There are problems with the two top voted answers. The answer recommending DATALENGTH
is prone to programmer errors. The result of DATALENGTH
must be divided by the 2 for NVARCHAR
types, but not for VARCHAR
types. This requires knowledge of the type you're getting the length of, and if that type changes, you have to diligently change the places you used DATALENGTH
.
There is also a problem with the most upvoted answer (which I admit was my preferred way to do it until this problem bit me). If the thing you are getting the length of is of type NVARCHAR(4000)
, and it actually contains a string of 4000 characters, SQL will ignore the appended character rather than implicitly cast the result to NVARCHAR(MAX)
. The end result is an incorrect length. The same thing will happen with VARCHAR(8000).
What I've found works, is nearly as fast as plain old LEN
, is faster than LEN(@s + 'x') - 1
for large strings, and does not assume the underlying character width is the following:
DATALENGTH(@s) / DATALENGTH(LEFT(LEFT(@s, 1) + 'x', 1))
This gets the datalength, and then divides by the datalength of a single character from the string. The append of 'x' covers the case where the string is empty (which would give a divide by zero in that case).
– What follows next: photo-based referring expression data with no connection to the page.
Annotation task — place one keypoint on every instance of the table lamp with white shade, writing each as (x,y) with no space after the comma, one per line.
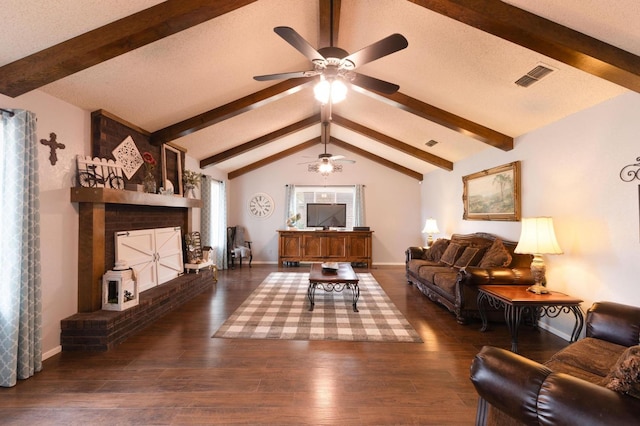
(430,228)
(537,238)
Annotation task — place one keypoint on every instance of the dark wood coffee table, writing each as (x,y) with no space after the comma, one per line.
(516,300)
(342,278)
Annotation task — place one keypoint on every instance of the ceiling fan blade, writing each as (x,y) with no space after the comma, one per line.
(377,50)
(286,75)
(375,84)
(299,43)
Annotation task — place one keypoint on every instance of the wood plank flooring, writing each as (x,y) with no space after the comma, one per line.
(174,373)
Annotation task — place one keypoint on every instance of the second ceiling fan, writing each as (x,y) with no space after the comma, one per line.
(333,63)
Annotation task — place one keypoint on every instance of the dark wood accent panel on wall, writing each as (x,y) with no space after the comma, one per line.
(108,131)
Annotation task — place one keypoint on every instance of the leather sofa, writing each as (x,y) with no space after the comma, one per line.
(594,381)
(450,270)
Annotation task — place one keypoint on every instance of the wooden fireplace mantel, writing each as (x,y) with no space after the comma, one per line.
(93,204)
(118,196)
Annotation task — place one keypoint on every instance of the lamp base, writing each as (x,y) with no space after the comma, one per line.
(538,289)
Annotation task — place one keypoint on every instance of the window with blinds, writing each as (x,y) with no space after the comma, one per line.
(325,194)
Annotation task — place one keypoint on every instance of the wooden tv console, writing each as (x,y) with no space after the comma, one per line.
(324,246)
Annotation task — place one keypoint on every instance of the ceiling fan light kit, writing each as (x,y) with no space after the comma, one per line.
(334,64)
(333,91)
(335,67)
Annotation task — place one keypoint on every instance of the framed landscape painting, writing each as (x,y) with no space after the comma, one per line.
(493,194)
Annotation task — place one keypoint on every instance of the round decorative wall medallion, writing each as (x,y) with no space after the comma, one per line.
(260,205)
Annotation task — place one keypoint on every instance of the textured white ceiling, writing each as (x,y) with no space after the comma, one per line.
(447,64)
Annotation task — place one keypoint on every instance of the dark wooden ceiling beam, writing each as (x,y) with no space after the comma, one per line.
(383,161)
(329,23)
(544,36)
(109,41)
(393,143)
(224,112)
(273,158)
(260,141)
(442,117)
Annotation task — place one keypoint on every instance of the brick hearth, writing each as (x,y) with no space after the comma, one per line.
(102,330)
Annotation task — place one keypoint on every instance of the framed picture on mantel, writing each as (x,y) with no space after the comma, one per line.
(493,194)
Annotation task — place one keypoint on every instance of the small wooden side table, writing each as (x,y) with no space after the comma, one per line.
(516,300)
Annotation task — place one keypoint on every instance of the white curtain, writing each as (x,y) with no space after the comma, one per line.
(213,221)
(358,220)
(20,279)
(289,201)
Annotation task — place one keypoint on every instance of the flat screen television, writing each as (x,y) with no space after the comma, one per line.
(326,215)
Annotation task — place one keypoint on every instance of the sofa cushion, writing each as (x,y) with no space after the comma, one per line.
(496,255)
(591,355)
(436,250)
(446,280)
(426,273)
(625,374)
(415,264)
(470,257)
(451,254)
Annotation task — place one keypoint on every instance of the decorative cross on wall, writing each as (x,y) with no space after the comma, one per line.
(53,145)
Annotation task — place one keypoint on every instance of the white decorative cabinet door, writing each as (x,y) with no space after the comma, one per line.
(155,255)
(169,254)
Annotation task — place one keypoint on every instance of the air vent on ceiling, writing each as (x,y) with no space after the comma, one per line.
(541,70)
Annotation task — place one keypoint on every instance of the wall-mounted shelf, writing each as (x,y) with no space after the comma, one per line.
(119,196)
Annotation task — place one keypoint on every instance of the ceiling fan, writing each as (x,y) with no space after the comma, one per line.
(333,63)
(327,163)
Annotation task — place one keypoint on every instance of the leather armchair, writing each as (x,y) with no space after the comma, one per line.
(531,393)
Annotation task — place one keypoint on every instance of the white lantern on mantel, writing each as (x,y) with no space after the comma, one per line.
(119,288)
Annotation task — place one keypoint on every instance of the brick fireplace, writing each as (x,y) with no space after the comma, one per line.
(102,213)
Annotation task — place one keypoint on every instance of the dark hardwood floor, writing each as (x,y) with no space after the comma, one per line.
(173,372)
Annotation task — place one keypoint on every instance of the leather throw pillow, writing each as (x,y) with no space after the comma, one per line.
(497,255)
(436,250)
(625,374)
(470,257)
(451,254)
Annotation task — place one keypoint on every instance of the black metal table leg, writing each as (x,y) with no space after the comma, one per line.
(481,308)
(311,290)
(513,315)
(356,294)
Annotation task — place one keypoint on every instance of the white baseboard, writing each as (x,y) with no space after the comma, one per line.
(48,354)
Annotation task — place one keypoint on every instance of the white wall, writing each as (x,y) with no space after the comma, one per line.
(570,171)
(58,216)
(392,203)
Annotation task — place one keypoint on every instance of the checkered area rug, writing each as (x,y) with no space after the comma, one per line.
(278,309)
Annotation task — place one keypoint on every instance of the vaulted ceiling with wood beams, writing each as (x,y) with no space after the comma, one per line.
(183,70)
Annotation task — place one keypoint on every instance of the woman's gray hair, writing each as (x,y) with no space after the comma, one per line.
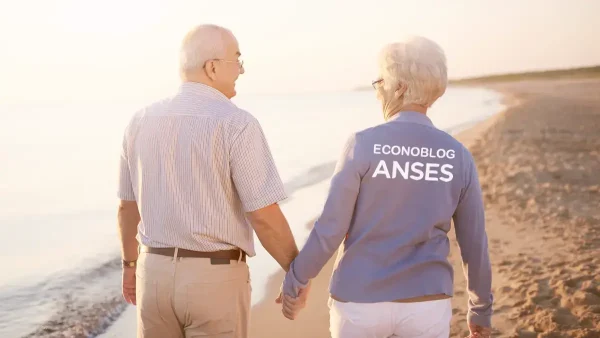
(201,44)
(420,64)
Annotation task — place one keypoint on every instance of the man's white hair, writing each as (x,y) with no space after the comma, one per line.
(420,64)
(201,44)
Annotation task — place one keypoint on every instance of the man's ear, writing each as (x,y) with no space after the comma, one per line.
(209,70)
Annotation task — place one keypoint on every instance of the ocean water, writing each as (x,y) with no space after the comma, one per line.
(58,233)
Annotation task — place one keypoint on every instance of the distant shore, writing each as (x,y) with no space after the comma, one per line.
(592,72)
(538,163)
(543,226)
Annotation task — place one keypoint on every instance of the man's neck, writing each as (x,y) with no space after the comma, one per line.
(416,108)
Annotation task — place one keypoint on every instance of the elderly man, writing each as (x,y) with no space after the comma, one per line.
(197,177)
(394,193)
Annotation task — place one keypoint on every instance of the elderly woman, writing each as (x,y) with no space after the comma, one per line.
(395,191)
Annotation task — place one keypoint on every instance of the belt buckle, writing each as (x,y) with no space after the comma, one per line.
(220,261)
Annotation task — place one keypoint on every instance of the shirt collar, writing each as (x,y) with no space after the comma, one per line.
(202,90)
(411,117)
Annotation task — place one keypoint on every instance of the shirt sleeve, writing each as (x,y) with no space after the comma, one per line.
(125,189)
(253,169)
(331,227)
(469,223)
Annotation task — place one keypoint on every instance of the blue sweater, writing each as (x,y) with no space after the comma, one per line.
(395,191)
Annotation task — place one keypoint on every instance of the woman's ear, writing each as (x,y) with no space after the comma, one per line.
(402,87)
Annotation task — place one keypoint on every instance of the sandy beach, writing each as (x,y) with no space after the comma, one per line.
(538,163)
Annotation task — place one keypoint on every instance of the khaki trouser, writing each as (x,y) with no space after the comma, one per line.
(190,297)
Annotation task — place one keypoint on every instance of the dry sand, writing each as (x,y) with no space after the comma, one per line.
(539,165)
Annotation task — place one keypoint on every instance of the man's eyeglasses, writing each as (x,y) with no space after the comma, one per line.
(239,62)
(376,82)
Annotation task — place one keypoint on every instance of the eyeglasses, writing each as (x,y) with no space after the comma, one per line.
(239,62)
(376,82)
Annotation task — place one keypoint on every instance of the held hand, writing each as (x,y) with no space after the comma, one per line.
(480,331)
(129,285)
(292,306)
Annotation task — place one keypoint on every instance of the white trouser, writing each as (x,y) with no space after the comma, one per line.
(429,319)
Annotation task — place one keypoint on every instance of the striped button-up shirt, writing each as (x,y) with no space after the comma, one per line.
(195,164)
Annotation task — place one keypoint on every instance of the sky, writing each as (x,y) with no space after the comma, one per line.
(123,50)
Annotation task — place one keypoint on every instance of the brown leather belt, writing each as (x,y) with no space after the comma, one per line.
(216,257)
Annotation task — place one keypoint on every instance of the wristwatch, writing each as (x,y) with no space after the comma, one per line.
(129,264)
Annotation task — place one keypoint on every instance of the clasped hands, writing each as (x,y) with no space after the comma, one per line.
(290,305)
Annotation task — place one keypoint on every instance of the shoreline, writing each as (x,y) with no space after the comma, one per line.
(266,318)
(535,167)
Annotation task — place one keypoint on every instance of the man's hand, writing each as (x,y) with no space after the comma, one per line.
(479,331)
(292,306)
(129,285)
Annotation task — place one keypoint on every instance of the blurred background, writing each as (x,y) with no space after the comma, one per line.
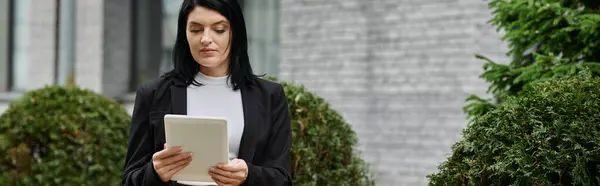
(397,70)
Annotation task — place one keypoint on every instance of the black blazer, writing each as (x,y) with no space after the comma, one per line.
(265,143)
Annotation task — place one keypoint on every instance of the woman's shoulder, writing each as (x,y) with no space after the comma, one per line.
(157,85)
(270,87)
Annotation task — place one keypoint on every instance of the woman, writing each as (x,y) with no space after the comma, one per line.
(212,76)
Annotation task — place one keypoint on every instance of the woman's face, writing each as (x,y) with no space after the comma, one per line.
(208,34)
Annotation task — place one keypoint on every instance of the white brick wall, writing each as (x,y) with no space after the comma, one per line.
(89,44)
(41,44)
(398,70)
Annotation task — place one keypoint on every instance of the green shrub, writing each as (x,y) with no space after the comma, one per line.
(323,149)
(550,135)
(63,136)
(546,39)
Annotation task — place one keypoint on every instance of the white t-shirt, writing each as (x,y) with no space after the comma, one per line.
(216,98)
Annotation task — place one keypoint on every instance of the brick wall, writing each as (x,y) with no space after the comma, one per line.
(398,70)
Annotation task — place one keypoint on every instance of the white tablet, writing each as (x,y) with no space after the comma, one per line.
(205,137)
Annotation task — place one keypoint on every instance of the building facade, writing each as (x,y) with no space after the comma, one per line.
(397,70)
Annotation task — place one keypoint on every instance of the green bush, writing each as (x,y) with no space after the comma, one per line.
(63,136)
(546,39)
(323,149)
(550,135)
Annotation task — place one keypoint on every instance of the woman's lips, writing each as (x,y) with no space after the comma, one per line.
(208,52)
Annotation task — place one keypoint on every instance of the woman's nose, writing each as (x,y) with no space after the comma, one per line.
(205,39)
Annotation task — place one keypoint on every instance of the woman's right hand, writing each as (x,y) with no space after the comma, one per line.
(169,161)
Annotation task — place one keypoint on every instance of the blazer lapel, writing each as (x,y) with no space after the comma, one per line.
(178,100)
(251,120)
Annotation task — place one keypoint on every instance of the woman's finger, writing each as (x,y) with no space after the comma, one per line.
(219,183)
(222,178)
(166,153)
(176,158)
(177,164)
(176,169)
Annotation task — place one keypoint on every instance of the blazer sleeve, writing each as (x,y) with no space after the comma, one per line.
(276,169)
(138,163)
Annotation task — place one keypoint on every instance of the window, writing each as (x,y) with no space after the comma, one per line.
(262,24)
(19,45)
(153,40)
(65,62)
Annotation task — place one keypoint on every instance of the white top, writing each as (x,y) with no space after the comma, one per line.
(216,98)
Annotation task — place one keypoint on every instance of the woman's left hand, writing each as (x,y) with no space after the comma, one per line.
(232,174)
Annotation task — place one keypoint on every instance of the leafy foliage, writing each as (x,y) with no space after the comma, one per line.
(323,149)
(547,136)
(547,38)
(63,136)
(540,127)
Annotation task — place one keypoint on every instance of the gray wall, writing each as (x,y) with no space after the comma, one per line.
(398,70)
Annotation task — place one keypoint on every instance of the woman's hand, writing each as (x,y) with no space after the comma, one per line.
(232,174)
(169,161)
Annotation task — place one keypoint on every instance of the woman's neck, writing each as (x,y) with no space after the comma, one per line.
(218,71)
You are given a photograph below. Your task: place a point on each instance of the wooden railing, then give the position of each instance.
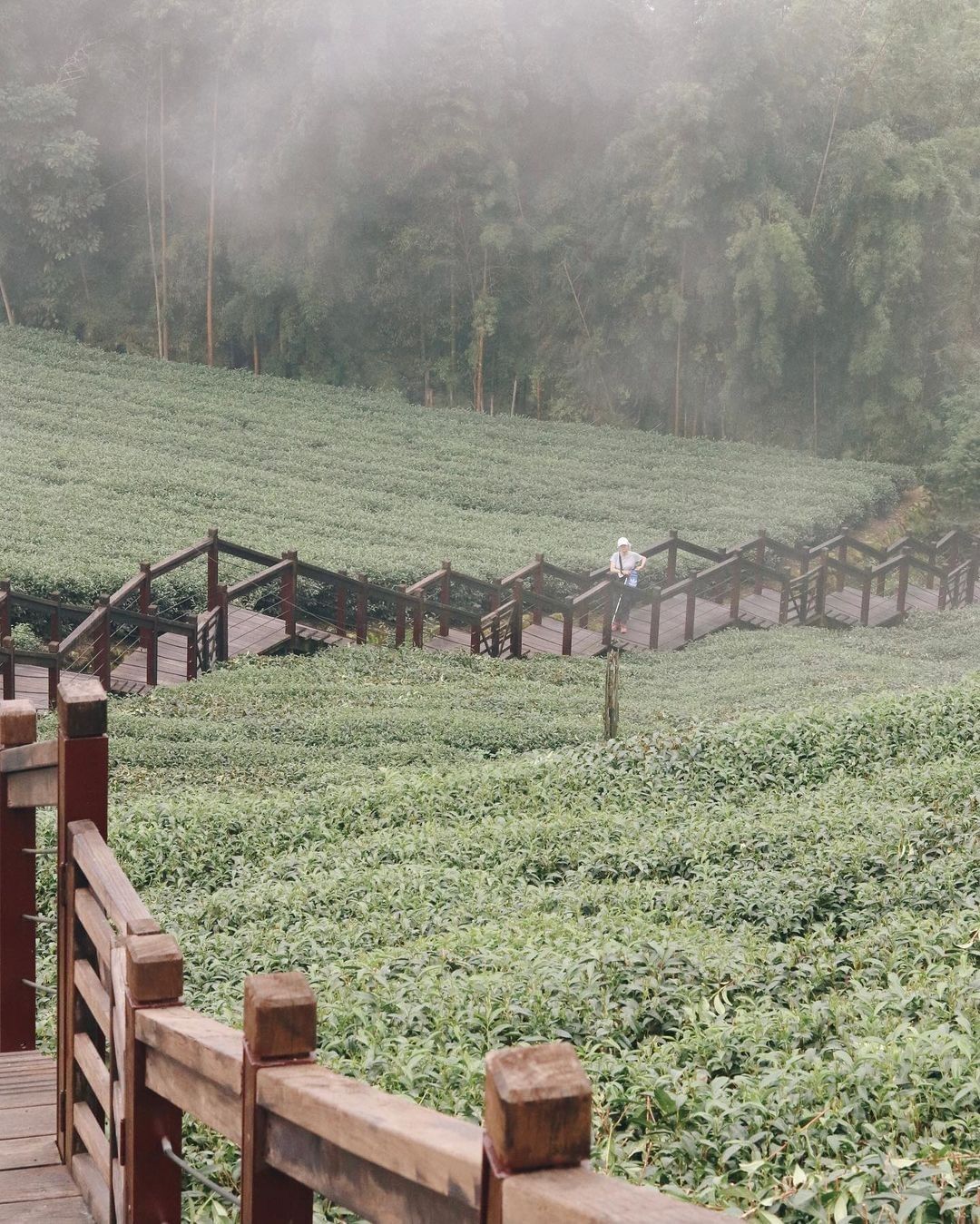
(132, 1059)
(315, 605)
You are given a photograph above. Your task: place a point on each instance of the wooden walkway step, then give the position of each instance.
(34, 1186)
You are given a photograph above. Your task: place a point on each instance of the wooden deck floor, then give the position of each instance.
(34, 1186)
(260, 634)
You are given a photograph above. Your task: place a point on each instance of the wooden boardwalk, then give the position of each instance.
(540, 610)
(34, 1186)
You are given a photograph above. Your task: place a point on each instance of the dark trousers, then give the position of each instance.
(625, 603)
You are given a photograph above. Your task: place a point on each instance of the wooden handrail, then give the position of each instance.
(250, 584)
(179, 558)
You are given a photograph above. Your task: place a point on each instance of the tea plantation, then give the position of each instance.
(762, 934)
(108, 460)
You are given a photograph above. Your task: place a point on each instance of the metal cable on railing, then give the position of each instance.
(196, 1175)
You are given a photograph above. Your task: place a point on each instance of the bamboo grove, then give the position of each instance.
(751, 220)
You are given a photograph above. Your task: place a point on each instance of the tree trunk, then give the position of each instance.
(589, 337)
(7, 308)
(211, 228)
(679, 339)
(153, 244)
(481, 342)
(815, 396)
(165, 327)
(452, 337)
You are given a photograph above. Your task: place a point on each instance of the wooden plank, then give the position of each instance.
(196, 1096)
(93, 1069)
(368, 1190)
(41, 1184)
(90, 915)
(41, 756)
(579, 1196)
(34, 1152)
(62, 1210)
(213, 1052)
(94, 1190)
(35, 1121)
(94, 994)
(27, 1097)
(93, 1136)
(35, 788)
(106, 879)
(420, 1144)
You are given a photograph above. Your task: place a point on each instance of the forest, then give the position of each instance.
(752, 220)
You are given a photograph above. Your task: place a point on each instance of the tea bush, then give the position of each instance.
(762, 936)
(108, 460)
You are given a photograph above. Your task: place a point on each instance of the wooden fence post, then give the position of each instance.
(446, 597)
(152, 646)
(671, 558)
(568, 627)
(516, 622)
(607, 614)
(655, 618)
(867, 595)
(288, 596)
(280, 1027)
(538, 586)
(4, 609)
(361, 627)
(190, 669)
(537, 1115)
(221, 631)
(7, 669)
(418, 623)
(341, 603)
(104, 656)
(54, 621)
(821, 605)
(213, 557)
(733, 611)
(83, 795)
(18, 726)
(152, 1182)
(146, 602)
(54, 674)
(903, 581)
(400, 616)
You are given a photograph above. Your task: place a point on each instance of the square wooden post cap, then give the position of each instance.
(280, 1016)
(18, 723)
(538, 1108)
(154, 968)
(83, 709)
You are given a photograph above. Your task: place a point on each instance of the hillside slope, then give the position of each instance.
(761, 936)
(108, 460)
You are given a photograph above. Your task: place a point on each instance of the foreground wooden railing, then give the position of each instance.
(132, 1059)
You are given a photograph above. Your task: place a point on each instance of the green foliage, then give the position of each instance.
(143, 458)
(760, 214)
(761, 936)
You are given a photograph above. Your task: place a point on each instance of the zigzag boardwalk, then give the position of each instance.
(288, 605)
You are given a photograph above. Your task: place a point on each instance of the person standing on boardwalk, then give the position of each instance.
(625, 564)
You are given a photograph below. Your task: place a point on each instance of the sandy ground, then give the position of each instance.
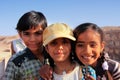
(4, 57)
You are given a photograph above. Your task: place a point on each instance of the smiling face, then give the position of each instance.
(88, 47)
(59, 49)
(33, 38)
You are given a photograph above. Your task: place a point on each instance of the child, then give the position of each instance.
(25, 64)
(17, 45)
(89, 50)
(58, 39)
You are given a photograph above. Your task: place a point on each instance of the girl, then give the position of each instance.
(58, 39)
(89, 49)
(25, 64)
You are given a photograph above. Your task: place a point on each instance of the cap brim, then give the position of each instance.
(53, 37)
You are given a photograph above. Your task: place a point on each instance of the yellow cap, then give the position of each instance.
(57, 30)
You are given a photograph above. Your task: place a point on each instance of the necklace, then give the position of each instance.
(65, 70)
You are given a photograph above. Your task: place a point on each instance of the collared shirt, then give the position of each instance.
(23, 66)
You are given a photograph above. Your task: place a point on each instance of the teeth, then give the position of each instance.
(86, 57)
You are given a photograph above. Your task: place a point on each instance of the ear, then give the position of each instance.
(46, 48)
(20, 34)
(102, 46)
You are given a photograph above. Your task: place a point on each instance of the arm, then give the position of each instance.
(10, 71)
(12, 49)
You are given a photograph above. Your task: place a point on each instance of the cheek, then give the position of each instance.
(77, 51)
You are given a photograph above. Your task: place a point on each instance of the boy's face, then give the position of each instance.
(89, 47)
(33, 38)
(59, 49)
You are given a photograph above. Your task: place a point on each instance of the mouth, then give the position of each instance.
(88, 58)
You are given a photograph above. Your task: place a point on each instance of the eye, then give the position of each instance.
(93, 45)
(26, 33)
(80, 44)
(53, 43)
(65, 41)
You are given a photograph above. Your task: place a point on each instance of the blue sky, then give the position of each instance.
(72, 12)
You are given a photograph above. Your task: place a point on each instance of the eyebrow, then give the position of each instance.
(80, 42)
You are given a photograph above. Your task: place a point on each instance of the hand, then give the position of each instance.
(46, 72)
(88, 77)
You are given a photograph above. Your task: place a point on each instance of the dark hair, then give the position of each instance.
(82, 28)
(31, 20)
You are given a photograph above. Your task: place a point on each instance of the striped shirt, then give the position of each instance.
(23, 66)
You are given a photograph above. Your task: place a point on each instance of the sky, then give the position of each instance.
(72, 12)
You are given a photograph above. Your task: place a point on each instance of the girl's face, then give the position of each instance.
(59, 49)
(88, 47)
(33, 38)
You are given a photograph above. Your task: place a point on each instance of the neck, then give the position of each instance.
(63, 68)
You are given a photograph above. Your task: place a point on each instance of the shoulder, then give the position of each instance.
(114, 68)
(113, 64)
(19, 58)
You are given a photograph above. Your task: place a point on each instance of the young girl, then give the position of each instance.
(58, 39)
(89, 50)
(25, 64)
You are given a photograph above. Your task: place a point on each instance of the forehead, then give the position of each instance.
(35, 29)
(89, 35)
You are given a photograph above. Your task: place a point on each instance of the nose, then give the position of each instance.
(60, 49)
(60, 46)
(32, 38)
(88, 49)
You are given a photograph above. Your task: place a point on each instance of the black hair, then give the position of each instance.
(82, 28)
(31, 20)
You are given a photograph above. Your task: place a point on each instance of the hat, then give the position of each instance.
(57, 30)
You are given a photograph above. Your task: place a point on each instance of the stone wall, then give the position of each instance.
(112, 39)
This works whether @s
is VARCHAR
or NVARCHAR
. Doing the LEFT
of 1 character before the append shaves some time when the string is large. The problem with this though, is that it does not work correctly with strings containing surrogate pairs.
There is another way mentioned in a comment to the accepted answer, using REPLACE(@s,' ','x')
. That technique gives the correct answer, but is a couple orders of magnitude slower than the other techniques when the string is large.
Given the problems introduced by surrogate pairs on any technique that uses DATALENGTH
, I think the safest method that gives correct answers that I know of is the following:
LEN(CONVERT(NVARCHAR(MAX), @s) + 'x') - 1
This is faster than the REPLACE
technique, and much faster with longer strings. Basically this technique is the LEN(@s + 'x') - 1
technique, but with protection for the edge case where the string has a length of 4000 (for nvarchar) or 8000 (for varchar), so that the correct answer is given even for that. It also should handle strings with surrogate pairs correctly.